Schrammen, E.; Hilbrich, C.; Bohnlein, J.; Roesmann, K.; Gathmann, B.; Herrmann, M. J.; Junghofer, M.; Schwarzmeier, H.; Seeger, F. R.; Siminski, N.; Straube, T.; Weber, H.; Lueken, U.; Dannlowski, U.; Domschke, K.; Schiele, M. A.; Leehr, E. J.

2025-06-27 psychiatry and clinical psychology
10.1101/2025.06.26.25330346
Show abstract

Identifying biomarkers predicting therapy outcomes before treatment holds great promise for advancing precision medicine. Genetic variants such as the serotonin transporter gene linked polymorphic region (5-HTTLPR) may be associated with response to cognitive behavioral therapy in anxiety disorders, albeit results so far are controversial.

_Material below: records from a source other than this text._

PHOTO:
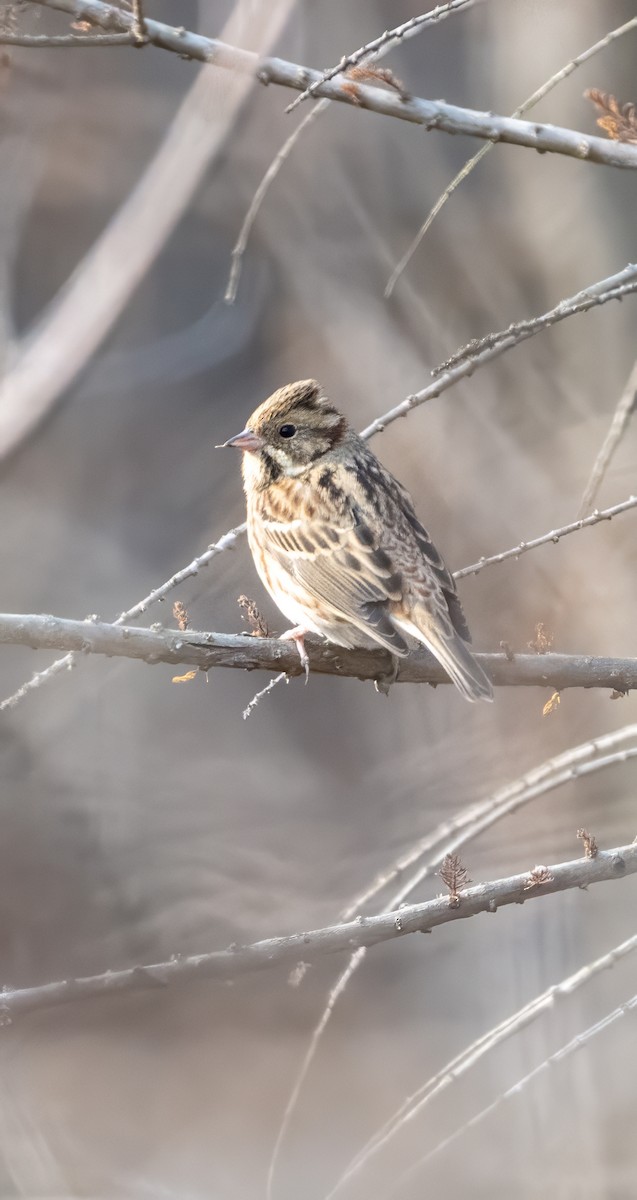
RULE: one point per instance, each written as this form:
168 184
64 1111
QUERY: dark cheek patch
271 467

Contributing to the ongoing debate, we investigated whether treatment response to a highly standardized one-session virtual reality exposure therapy (VRET) was predicted by 5-HTTLPR genotype. N=194 patients with arachnophobia (spider phobia) were genotyped for 5-HTTLPR and the functionally related single nucleotide polymorphism rs25531 and grouped into high-(LA/LA), and low-expression (S/S, S/LG, LG/LG, S/LA, LG/LA) genotype. At baseline, after VRET, and at a 6-month follow-up, participants underwent a standardized behavioral avoidance task (BAT) and the spider phobia questionnaire (SPQ) to assess symptom severity. Chi-square tests revealed a significant association between 5-HTTLPR/rs25531 and behavioral treatment outcome, that remained significant at the 6-month follow-up. No association was found between genotype and self-reported symptom severity measured with the SPQ. Our results support the idea that while LA/LAgenotype carriers might benefit from highly standardized treatment, lower 5-HTT expression may convey risk to poorer treatment response, likely necessitating more tailored psychotherapeutic interventions to promote sufficient response.